Page Mill and Moody Roads

Frenchman's Tower, Peter Coutts, Pagemill Road

The only way up to the Skyline crest (on the San Francisco Peninsula) directly from Palo Alto is Page Mill Rd., which, west of I-280, is a snaking, upward ridge-hugging road that joins Skyline Blvd. after serious bike climbing that includes a five mile section of an 1,800 foot climb.
    
The grandly named Mayfield and Pescadero Rd. was built in 1866 by man named Page to serve his lumber mill. William Page had sought a direct route for oxen to haul redwood logs uphill from the headwaters of Pescadero Creek up and over the crest to the town of Mayfield, which was located where Page Mil Rd. crosses El Camino Real in Palo Alto today. Page sold a half interest in his mill a year after the road was built, to let his partner, Alexander Peers, run the operation. He may have lost some interest after being treed by a grizzly bear that year while near the mill site. Page continued to run his Mayfield lumber yard. The road continued to be known as Page’s mill road.

The town of Mayfield began with the construction in 1853 of an El Camino Real stage stop tavern called Uncle Jim’s Cabin. With the building of a train station on the extension of the railroad south from San Francisco, a commercial center consisted of the Mayfield Hotel (constructed in 1867), Page and Peer’s lumber yard, and a brewery which opened in 1868. Over the next couple of decades, the town’s most thriving industry was its saloons, popular with the lumber men. It was also popular with the students of Stanford University, which opened in 1891. Mayfield’s saloons created problems for the university’s officials, whereas nearby Palo Alto grew as a more respectable residential and business district. When Mayfield yielded to pressure and prohibited its saloons a decade later, the loss of revenue led to the town’s eventual annexation to Palo Alto.
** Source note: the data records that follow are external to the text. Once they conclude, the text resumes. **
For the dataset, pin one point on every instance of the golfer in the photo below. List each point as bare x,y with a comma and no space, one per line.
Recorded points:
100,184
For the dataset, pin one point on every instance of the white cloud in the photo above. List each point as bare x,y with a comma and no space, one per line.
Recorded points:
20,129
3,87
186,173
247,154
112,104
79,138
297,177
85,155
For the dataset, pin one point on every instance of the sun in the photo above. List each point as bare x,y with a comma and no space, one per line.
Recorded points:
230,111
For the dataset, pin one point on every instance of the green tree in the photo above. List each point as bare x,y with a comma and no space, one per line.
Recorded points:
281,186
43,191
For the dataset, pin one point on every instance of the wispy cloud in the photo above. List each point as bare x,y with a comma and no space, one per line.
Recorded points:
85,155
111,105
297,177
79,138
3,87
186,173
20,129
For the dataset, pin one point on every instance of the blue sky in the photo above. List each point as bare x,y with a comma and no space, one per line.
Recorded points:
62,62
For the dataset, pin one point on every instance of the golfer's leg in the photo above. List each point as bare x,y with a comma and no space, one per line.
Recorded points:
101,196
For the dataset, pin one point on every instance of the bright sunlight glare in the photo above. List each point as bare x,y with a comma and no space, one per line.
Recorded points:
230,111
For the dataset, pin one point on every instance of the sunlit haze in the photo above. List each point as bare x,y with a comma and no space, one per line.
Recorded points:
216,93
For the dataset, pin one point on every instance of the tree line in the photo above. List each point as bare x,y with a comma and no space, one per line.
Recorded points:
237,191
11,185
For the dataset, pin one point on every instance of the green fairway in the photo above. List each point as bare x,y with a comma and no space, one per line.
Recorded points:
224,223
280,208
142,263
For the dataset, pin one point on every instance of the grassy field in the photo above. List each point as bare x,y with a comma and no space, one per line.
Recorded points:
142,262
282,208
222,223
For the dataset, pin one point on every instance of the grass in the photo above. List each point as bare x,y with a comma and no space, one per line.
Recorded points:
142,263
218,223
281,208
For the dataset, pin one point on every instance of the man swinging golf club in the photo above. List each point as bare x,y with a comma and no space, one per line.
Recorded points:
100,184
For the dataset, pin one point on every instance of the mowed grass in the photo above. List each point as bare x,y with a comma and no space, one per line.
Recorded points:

Nowadays, Page Mill Rd. runs straight from El Camino Real to Foothill Expressway, then winds up a hill climb that can be avoided by bicyclists who take Old Page Mill Rd. to the right, (this part of the road is blocked against automobile entry). The seldom-driven road crosses Matadero Creek twice before passing a red brick tower which seems more suited to a castle turret in France. In 1874, a mysterious, wealthy Frenchman arrived in the area with his family and purchased a local ranchero called the Matadero Rancho, named for the cattle slaughter yard alongside the creek.

The Frenchman, who called himself Peter Coutts, turned the ranchero into a great estate called Ayrshire Farms for the dairy cattle and horses he bred there. Six years later he and his family returned to France, selling his attractive property to Leland Stanford. The brick edifice has continued to be called Frenchman’s Tower. Its purpose has been debated and perhaps it was nothing more than a landmark for Coutts, who, it was later uncovered, had been a banker and newspaper publisher.

The old road rejoins the multi-lane freeway connector before returning to its two-lane width as it begins the climb up to the crest. During a steep climb past Foothill Park, the last exit before Skyline Blvd. is at Moody Rd., which descends into the long Adobe Creek Valley of Los Altos Hills. George Washington Moody came to California by wagon train in 1847. When railroad construction began from San Francisco in 1864, Moody purchased property at the end of the long valley, which was rumored to be a future train route to the coast, (which never happened). Nevertheless, a public road was built connecting to Page’s road and Moody opened a stage coach inn on his property, which was renamed Hidden Villa but later owners for its seclusion at the end of the valley. Bikers travel narrow Moody Rd. almost two miles on relatively gentle, tree-lined grades before making the last half-mile, unshaded 12 percent climb to Page Mill, where, breathless, they may encounter cyclists coming up Page Mill Rd. who are working on their own mile-and-a-half 7 percent climb.

From the last intersection before the top, another half-mile climb leads to a brief dip, after which a mile-and-a-half section of 8 1/2 percent grade begins. From Skyline, the road, now called “Alpine,” descends to the town of La Honda. It’s seven miles and 1,850 feet back up west to Alpine Road.

Along the way, the down-and-back-up road to Portola State Park meets Alpine Road. It’s a tough a ride as the rest of west Alpine Rd., but provides a dip into the redwood forest that includes Page’s old mill site.